Na postagem anterior os empresários verificaram que existem diversas formas legais para se alcançar a tão desejada economia tributária.

Hoje vamos tratar de uma demanda judicial específica, que refere-se, sem grande rigor, à retirada do ICMS da base de cálculo das contribuições de PIS e COFINS.

Essa demanda não é novidade, mas apesar disso, muitos empresários estão deixando de ganhar por não terem se aprofundado no assunto.

Como citado anteriormente, faz-se necessária a interposição de uma demanda judicial, a qual deverá tramitar perante a Justiça Federal, com o pedido de adequação da base de cálculo da PIS/COFINS, tendo em vista que o Fisco, para cálculo de tais contribuições, tem embutido no faturamento da empresa o valor pago a título de ICMS.

Na prática, ocorre o seguinte: Se a empresa fatura 100 mil por mês deverá pagar a título de ICMS o correspondente a 18 mil reais (18%).
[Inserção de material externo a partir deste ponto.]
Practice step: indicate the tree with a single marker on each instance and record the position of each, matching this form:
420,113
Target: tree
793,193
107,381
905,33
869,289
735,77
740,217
Para apuração da PIS/COFINS, a Receita tem considerado o valor integral, sem a retirada do ICMS, ou seja, o ICMS está incidindo no faturamento da empresa, o que é ilegal.

O Supremo Tribunal Federal, em março de 2017, fixou a tese de que “o ICMS não compõe a base de cálculo para a incidência do PIS e da COFINS”.

Sendo assim, o correto é retirar o valor de ICMS, e aí sim, calcular o valor a ser pago a título de PIS/COFINS. Veja o exemplo: Em um faturamento de 100 mil reais, a empresa deverá pagar de ICMS o correspondente a R$18.000,00. Sendo assim, para cálculo da PIS/COFINS, deverá ser considerado o valor de R$ 82.000,00 e não mais R$ 100.000,00.

Veja que a alíquota para tais contribuições, usualmente, refere-se a 9,25%, de modo que o valor a ser pago, legalmente, deverá corresponder a R$ 7.585,00. Caso o valor considerado para cálculo não retire os 18% do ICMS, o valor a ser pago corresponderá a R$9.250,00 de PIS/COFINS.

Nesse exemplo, a diferença refere-se a R$ 1.665,00 mensais.

É importante esclarecer que referida demanda visa a recuperação dos últimos cinco anos pagos indevidamente, de modo que, se utilizando do contexto acima, o valor total a ser recuperado refere-se a R$ 99.900,00.

Como nem tudo são flores, o Fisco está buscando anular a possibilidade de os empresários restituírem tudo aquilo que foi cobrado indevidamente nos últimos 05 anos, requerendo que a alteração passe a ser válida apenas a partir da data de julgamento, de modo que todo o valor pago a mais nos últimos 60 meses seria perdido.

É possível evitar que o valor pago a mais se perca?

A única maneira de buscar a recuperação dos últimos 05 anos é a propositura da ação antes do julgamento dos embargos de declaração apresentados pela Procuradoria.

Caso o STF entenda pela tal “modulação dos efeitos da decisão”, em respeito a segurança jurídica, que espera-se que seja considerada, as empresas que já propuseram a ação terão seu direito resguardado. Já aqueles que ingressarem com a demanda após o julgamento dos embargos, terão direito apenas a reajustar a a cobrança da base de cálculo a partir daquela data, deixando de recuperar os últimos 60 meses.

A Min. Carmem Lúcia já demonstrou interesse em julgar referido pedido com celeridade, de modo que o Ministério Público Federal também já se manifestou. Sendo assim, a recomendação é que a demanda seja proposta imediatamente, a fim de que não haja ainda mais prejuízo.